TRANCE is a system for generating rough models of data. A rough model consists a partition of the data set into a number of clusters witch are labelled with decision. The system automatically searches for participation witch optimize a pre-defined performance measure. The conceptual simplicity of the underlying models makes their interpretation very simple. They also used for extracting relevant rules. Low complexity of the involved algorithms allows for automatic (or semi-automatic) discovery of relevant attributes.
The current version of TRANCE can handle only numerical data tables which are provided as text files.
The system generates rough data models which are represented in the form of tables (list of clusters), plots (various performance measures, e.g., gain and response curves), and lists of rules.
TRANCE is a system that supports the process of constructing and evaluating rough data models. Basically, it can be used for processing numeric-values data tables. It has been implemented in the MATLAB system-a general purpose system for matrix computations and visualization. TRANCE contains a number of modules that cover different stages of model construction process. The Data Pre-Processing Module contains numerous procedures (in MATLAB’s terminology: m-files) that are useful for data pre-processing: procedures for outlines, for discretizing attributes, for statistical data analysis, for processing time series (rescaling, smoothing, aggregation), etc. The central part of the system is the Search Module. It is responsible for searching through the pre-defined space of models for an optimal one. Results of the module are passed to the various performance measures. Finally, the Rule Extraction Module generates rules from the best model. All modules are integrated by the MATLAB command interpreter which takes care of handling procedure calls and parameter passing. Small data sets can be processed interactively; bigger sets are processed in batch mode.

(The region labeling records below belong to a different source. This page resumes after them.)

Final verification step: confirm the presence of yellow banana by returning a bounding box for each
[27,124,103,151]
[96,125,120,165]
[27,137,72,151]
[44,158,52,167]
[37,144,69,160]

TRANCE tires to find partitions of the universe which optimize certain criterion. The objective function is usually expressed in terms of local properties of the resulting classification model (e.g., the highest classification rate of decision rules which cover at least 5% of all cases). The system uses either systematic or local search. It makes no use of background knowledge.

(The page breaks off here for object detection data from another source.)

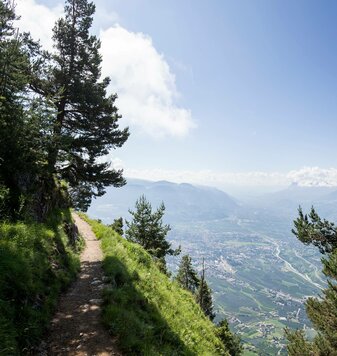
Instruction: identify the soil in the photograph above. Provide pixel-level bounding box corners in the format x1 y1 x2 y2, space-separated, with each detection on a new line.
40 214 122 356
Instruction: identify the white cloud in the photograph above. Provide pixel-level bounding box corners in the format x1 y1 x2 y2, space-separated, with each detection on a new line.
16 0 195 137
125 167 337 188
100 25 195 137
287 167 337 187
16 0 63 50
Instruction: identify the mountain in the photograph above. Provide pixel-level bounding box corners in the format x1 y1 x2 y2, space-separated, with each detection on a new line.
88 179 239 223
82 215 231 355
245 183 337 219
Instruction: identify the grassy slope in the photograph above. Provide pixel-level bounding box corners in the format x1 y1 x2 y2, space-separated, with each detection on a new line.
0 211 79 356
82 215 228 356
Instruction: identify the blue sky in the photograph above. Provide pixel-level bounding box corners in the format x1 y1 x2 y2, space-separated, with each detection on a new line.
18 0 337 189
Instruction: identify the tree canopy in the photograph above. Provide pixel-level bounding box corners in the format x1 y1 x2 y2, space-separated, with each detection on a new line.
286 208 337 356
125 195 180 264
176 255 200 293
0 0 129 218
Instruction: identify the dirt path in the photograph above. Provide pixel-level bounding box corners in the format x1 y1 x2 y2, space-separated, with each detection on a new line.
44 214 121 356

The user of the system should know basic concepts of data mining and rough data models. Moreover, (s)he should be able to write simple scripts in MATLAB.

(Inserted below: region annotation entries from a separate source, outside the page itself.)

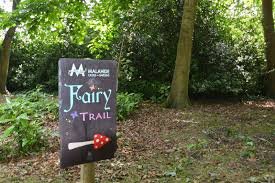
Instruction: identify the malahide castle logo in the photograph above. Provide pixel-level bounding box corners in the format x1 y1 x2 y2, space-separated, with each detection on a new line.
68 64 87 77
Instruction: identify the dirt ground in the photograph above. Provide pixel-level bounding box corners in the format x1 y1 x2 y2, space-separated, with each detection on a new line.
0 100 275 183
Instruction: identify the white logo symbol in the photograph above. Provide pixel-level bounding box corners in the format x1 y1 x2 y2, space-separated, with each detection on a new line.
68 64 86 77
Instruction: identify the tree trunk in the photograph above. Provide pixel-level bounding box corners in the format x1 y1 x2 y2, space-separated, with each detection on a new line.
167 0 197 109
262 0 275 97
0 0 20 94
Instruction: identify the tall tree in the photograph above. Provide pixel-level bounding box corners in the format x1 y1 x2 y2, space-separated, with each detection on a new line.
0 0 20 94
262 0 275 97
167 0 197 109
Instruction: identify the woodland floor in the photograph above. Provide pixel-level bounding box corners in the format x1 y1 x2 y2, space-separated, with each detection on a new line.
0 100 275 183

TRANCE is suitable for processing huge data sets with millions of records. It has been successfully applied in the field of marketing and finance to tasks such as: fraud detection, modelling customer behavior, retention, attrition. Due to the conceptual simplicity of the underlying models, results generated with TRANCE are easy to interpret. Low complexity of the involved algorithms allows for automatic (or semi-automatic) discovery of relevant attributes. On the other hand, models constructed with TRANCE are usually based on a few (3-5) attributes which may result in a poor accuracy. Another serious limitation of TRANCE is its inability of processing non-numerical data. Current research focuses on the elimination of these two drawbacks. The system and some of its applications are described in this book.